特にソニーは今回のCEATECで、3Dテレビに最も大きなスペースを割いていた。同社は、2010年中にBDレコーダー、パソコンのVAIO、ゲーム機のPlaystation 3をそれぞれ3D対応させる方針という。映画だけでなく、ゲームの3D化にも力を入れるのがソニーと特徴といえる。

商品化時期は明言していないが、シャープや東芝も3Dテレビを出品していた。なかでも東芝は、プレイステーション3にも搭載されている高性能プロセサ「Cell」を搭載した試作機で通常の2D映像をリアルタイムで3D化するデモンストレーションを実施していたのが印象的だった。

これらの3Dテレビを楽しむには専用メガネをかける必要がある。映画館のような非日常空間では抵抗ないかもしれないが、家庭内となると、メガネをかけなければならない点は大きなネックになりかねない。裸眼で3D映像を表示する技術も開発されているが、映像の精細度がまだまだ低いのが実情である。これらの課題をソニーやパナソニックがどのような工夫で乗り越えるのか、大いに期待したい。

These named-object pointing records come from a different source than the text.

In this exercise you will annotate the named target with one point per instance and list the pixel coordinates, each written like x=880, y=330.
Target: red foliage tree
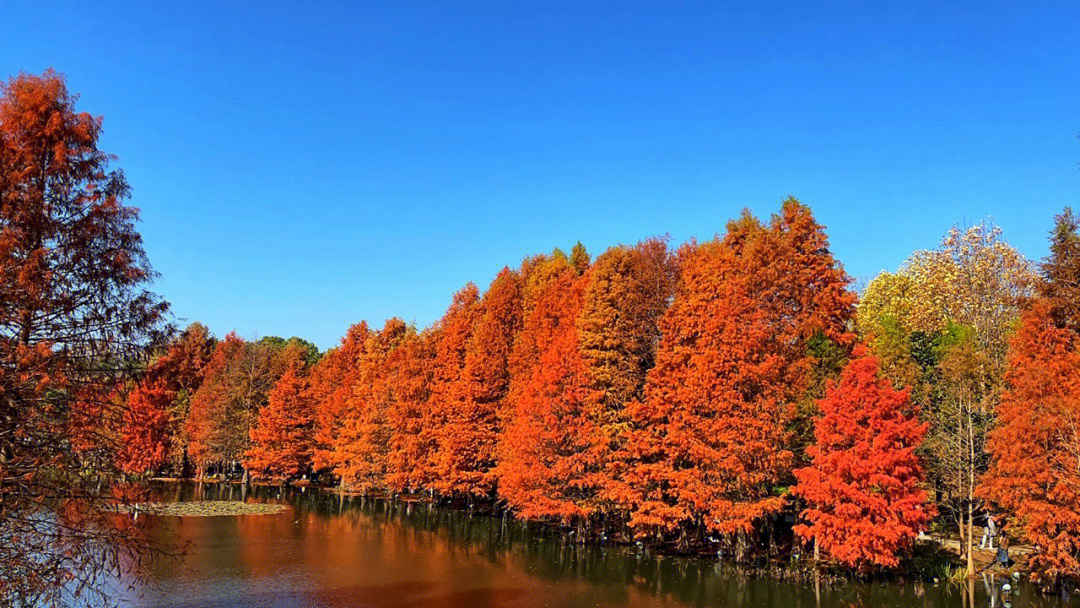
x=864, y=503
x=361, y=449
x=552, y=447
x=470, y=460
x=331, y=384
x=449, y=422
x=75, y=311
x=282, y=437
x=145, y=434
x=207, y=426
x=711, y=441
x=618, y=332
x=408, y=370
x=1035, y=448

3Dテレビで再生するためのBlu-rayタイトル3D版の仕様策定も大詰めを迎えている。Blu-ray Disc Associationは2009年内の作業完了を目指して標準化を進めており、3D化されたBlu-rayタイトルが2010年に登場する見込みである。そうなるとビデオ・レンタル店で3Dタイトルと専用メガネをレンタルまたは販売することも始まろう。2010年は3Dテレビ元年になりそうである。